Error codes at a glance

CodeHTTPMeaning
VALIDATION_FAILED400 / 422Body, query, or current campaign state failed validation.
UNAUTHORIZED401API key missing, invalid, expired, or revoked.
FORBIDDEN403Authenticated but not allowed — workspace ownership or app scope mismatch.
NOT_FOUND404Resource does not exist or is soft-deleted.
CONFLICT409State precondition not met — duplicate content for a channel, missing validation on launch, or a run already in flight.
INTERNAL_ERROR500Unexpected server error. Retry with backoff and report request_id if it persists.
DEPRECATED410The endpoint has been removed. Migrate to the replacement listed in the response message.

Best practices

  • Use the dashboard for one-off sends. The API is for automation — every dashboard action has an API equivalent, but not every API workflow is worth the engineering cost when a human will only do it once.
  • Always validate before launching.
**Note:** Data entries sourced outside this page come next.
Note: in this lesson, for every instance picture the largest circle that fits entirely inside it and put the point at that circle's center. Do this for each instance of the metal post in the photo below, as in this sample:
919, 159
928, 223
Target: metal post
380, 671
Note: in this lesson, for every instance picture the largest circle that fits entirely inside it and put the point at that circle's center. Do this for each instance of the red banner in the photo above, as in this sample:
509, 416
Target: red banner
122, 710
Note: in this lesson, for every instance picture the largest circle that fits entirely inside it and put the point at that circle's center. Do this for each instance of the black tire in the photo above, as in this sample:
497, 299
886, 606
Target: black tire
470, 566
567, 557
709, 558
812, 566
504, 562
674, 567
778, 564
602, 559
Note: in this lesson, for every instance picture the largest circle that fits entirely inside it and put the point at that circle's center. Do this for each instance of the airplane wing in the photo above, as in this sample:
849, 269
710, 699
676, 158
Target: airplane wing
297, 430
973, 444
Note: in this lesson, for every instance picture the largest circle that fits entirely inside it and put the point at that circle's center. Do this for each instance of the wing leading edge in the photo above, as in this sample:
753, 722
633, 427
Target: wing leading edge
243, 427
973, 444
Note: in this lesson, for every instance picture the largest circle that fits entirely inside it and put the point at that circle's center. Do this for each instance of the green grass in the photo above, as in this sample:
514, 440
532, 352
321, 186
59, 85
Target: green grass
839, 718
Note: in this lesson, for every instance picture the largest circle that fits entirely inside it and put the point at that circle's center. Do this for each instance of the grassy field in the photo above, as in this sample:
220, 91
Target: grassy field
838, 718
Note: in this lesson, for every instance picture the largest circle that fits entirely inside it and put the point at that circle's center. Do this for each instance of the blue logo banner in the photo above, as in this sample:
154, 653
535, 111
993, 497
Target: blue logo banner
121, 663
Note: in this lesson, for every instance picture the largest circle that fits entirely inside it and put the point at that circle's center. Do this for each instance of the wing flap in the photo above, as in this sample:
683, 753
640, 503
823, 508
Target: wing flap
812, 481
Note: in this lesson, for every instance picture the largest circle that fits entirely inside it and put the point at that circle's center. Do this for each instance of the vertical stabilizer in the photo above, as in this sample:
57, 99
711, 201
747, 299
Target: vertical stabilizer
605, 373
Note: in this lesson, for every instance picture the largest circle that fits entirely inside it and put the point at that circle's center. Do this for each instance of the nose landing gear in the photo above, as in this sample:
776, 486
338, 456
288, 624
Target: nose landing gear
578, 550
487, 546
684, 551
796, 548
The dashboard does this automatically; via the API, call /validate before /launch so failures surface as actionable field errors instead of a launch-time CONFLICT.
  • Treat cancelled as permanent. It refunds unsent message reservations and cannot be undone. Clone the campaign if you need to send again.
  • Log every request_id. Support cannot trace a call without it. Persist it alongside whichever business object you correlate to the campaign.
  • Poll /status no faster than every 5–15 seconds, and back off entirely once the campaign reaches a terminal state (completed, failed, cancelled). For real-time progress, prefer Webhooks over polling.